# Exploratory Data Analysis: Spotify Listening

As both an avid Spotify user and a lover of all-things-data, I have always wanted to deep-dive into my own listening habits via data science. Were there any patterns that I had never noticed? Does my streaming data match how I personally feel about my music taste? What kind of listener am I?
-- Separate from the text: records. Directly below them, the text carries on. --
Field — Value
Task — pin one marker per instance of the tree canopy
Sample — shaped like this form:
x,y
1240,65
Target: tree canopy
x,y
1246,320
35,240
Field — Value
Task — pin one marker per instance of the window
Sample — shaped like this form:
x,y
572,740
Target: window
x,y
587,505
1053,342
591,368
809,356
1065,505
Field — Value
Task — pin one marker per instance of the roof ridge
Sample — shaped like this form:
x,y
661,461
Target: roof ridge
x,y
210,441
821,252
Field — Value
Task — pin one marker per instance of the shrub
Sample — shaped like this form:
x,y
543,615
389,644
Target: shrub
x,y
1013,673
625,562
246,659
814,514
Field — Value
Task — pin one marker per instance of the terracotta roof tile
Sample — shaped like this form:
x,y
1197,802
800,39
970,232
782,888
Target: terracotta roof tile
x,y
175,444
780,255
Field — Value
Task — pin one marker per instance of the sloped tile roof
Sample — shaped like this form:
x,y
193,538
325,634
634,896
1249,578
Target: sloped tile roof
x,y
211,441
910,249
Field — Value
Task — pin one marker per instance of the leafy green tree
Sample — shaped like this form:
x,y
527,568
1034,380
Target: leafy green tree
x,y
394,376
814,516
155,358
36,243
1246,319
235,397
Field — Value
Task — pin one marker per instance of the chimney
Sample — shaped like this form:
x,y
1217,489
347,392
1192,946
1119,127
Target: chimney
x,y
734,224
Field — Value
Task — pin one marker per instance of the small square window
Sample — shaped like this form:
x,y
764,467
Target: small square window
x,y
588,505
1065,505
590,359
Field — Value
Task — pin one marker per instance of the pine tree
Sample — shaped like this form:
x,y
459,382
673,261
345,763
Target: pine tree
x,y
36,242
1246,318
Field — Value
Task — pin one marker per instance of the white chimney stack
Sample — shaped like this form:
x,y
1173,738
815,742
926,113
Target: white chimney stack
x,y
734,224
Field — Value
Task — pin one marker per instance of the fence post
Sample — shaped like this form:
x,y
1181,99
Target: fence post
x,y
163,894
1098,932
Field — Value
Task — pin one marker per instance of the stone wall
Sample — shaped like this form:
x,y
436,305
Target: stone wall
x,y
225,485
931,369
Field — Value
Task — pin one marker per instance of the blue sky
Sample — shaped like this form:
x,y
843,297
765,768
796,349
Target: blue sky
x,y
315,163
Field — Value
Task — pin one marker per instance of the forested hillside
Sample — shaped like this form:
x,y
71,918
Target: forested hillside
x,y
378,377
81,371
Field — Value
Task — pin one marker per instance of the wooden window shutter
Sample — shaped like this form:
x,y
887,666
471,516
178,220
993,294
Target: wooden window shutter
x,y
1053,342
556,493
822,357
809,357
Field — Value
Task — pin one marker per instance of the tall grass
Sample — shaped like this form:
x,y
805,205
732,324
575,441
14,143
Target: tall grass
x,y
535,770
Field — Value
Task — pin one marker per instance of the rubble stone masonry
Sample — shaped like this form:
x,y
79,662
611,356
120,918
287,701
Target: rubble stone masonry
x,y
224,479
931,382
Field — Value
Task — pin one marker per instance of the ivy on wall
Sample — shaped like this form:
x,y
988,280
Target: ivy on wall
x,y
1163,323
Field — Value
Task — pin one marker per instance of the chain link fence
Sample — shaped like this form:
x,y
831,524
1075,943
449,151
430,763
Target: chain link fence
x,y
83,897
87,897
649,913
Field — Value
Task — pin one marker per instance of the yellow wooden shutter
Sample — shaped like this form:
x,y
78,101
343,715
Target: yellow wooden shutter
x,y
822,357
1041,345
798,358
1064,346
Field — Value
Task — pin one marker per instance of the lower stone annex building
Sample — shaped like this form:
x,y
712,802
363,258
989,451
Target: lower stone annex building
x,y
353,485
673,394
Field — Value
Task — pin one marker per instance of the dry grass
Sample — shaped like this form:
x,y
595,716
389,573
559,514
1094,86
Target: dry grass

In order to explore who I was as a music listener, I requested the available data for my personal Spotify account. The following notebook follows through my process of exploratory data analysis, with particular focus on my streaming history.

In [None]:
import numpy as np
import pandas as pd
import seaborn as sns
import json
import time
import matplotlib.pyplot as plt

from pandas.plotting import register_matplotlib_converters
register_matplotlib_converters()

## Loading the dataset

In [None]:
def load_streaming_data(src):
    """
    Returns a Pandas DataFrame object with the current listening history 
    from Spotify data pull. The src argument is the folder in which the data is stored.
    """
    with open(f'../data/personal/{src}/StreamingHistory0.json') as file:
        data = json.load(file)
    with open(f'../data/personal/{src}/StreamingHistory0.json') as file:
        data1 = json.load(file)
        
    df0 = pd.DataFrame(data)
    df1 = pd.DataFrame(data1)
    df = df0.append(df1, ignore_index=True)
    df['secPlayed'] = round(df['msPlayed'] / 1000, 1)
    df = df.drop(columns=['msPlayed'])

    STRTIME_FORMAT = '%Y-%m-%d %H:%M'
    df['endTime'] = pd.to_datetime(df['endTime'], format=STRTIME_FORMAT)
    
    return df

In [None]:
df = load_streaming_data("summer20")

In [None]:
print('INFORMATION ABOUT DATA: \n') 
print(df.info())
df.head()

## General Exploratory Data Analysis

### Daily Listening Time

In [None]:
daily = df.groupby(pd.Grouper(key='endTime', freq='D')).sum()
daily['minPlayed'] = daily['secPlayed'] / 60

In [None]:
# Showing elementary statistics
daily.describe()

In [None]:
plt.figure(figsize=(20,10))
sns.lineplot(x=daily.index, y='minPlayed', data=daily)
plt.xticks(rotation=45);
plt.xlabel('Date', fontsize='x-large')
plt.ylabel('Time Played (Minutes)', fontsize='x-large')
plt.title('Daily Listening Times (Spotify)', pad=20);
#plt.savefig('daily_listening', bbox_inches='tight', dpi=300);

### Monthly Listening Time

In [None]:
weekly = df.groupby(pd.Grouper(key='endTime', freq='W-MON')).sum()
weekly['hrPlayed'] = weekly['secPlayed'] / 3600

In [None]:
plt.figure(figsize=(12,10))
sns.lineplot(x=weekly.index, y='hrPlayed', data=weekly)
plt.xticks(rotation=45);
plt.xlabel('Date', fontsize='x-large')
plt.ylabel('Time Played (Hours)', fontsize='x-large')
plt.title('Weekly Listening Times (Spotify)', pad=20);
#plt.savefig('weekly_listening', bbox_inches='tight', dpi=300)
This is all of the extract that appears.